While 31st seed Pavlyuchenkova had reached the quarter-finals at six Grand Slams, Zidansek had only managed three match wins at Grand Slams before arriving in Paris.
Yet the 23-year-old Slovenian has flourished after knocking out former U.S. Open champion Bianca Andreescu in round one.
Her destructive forehand worked well initially and she broke Pavlyuchenkova’s opening service game before holding to love. But she missed a smash at 2-1 as the Russian got back on level terms and then broke for a 5-3 lead.
Zidansek produced an incredible improvised lob volley and crunching forehand winners to break back and was 15-40 when Pavlyuchenkova served at 5-5 but could not convert the chance.
Pavlyuchenkova calmly absorbed Zidansek’s best shots and was gifted the first set with a double-fault.
The Russian forged 4-1 ahead in the second set and snuffed out an attempted Zidansek comeback, clinching victory when her opponent blazed a backhand wide, her 33rd unforced error.

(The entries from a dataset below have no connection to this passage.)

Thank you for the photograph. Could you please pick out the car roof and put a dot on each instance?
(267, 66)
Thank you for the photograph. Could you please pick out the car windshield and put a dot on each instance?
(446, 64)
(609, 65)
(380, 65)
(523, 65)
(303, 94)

There was little by way of celebration for Pavlyuchenkova who looked relived more than anything as she became the first woman to require 50 or more attempts to reach a Grand Slam final and the first Russian woman to make one since Maria Sharapova lost to Serena Williams at the 2015 Australian Open.
“Definitely, trying to soak this in and enjoy as much as possible this very special moment for me,” Pavlyuchenkova, who took six more Grand Slam appearances to reach a final than previous record holder Roberta Vinci (who reached the U.S. Open final in her 44th in 2015), told reporters.
“I didn’t feel great today. I actually felt I was a bit negative on myself because I thought I expected myself playing
better. I just didn’t feel like I was playing good.”
Frenchwoman Marion Bartoli, who won her first Slam at Wimbledon in 2013, aged 28, said Pavlyuchenkova would be a worthy champion if she can triumph on Saturday.
“Not everyone can win their first Grand Slam at 19 or 20 years of age. If she can grab the moment and make that title hers she will deserve it entirely,” she told ITV Sport.
Zidansek was left to rue missed opportunities.
“The fact that I managed to play this well, got this far, just shows me that I can play on the big stage,” she said.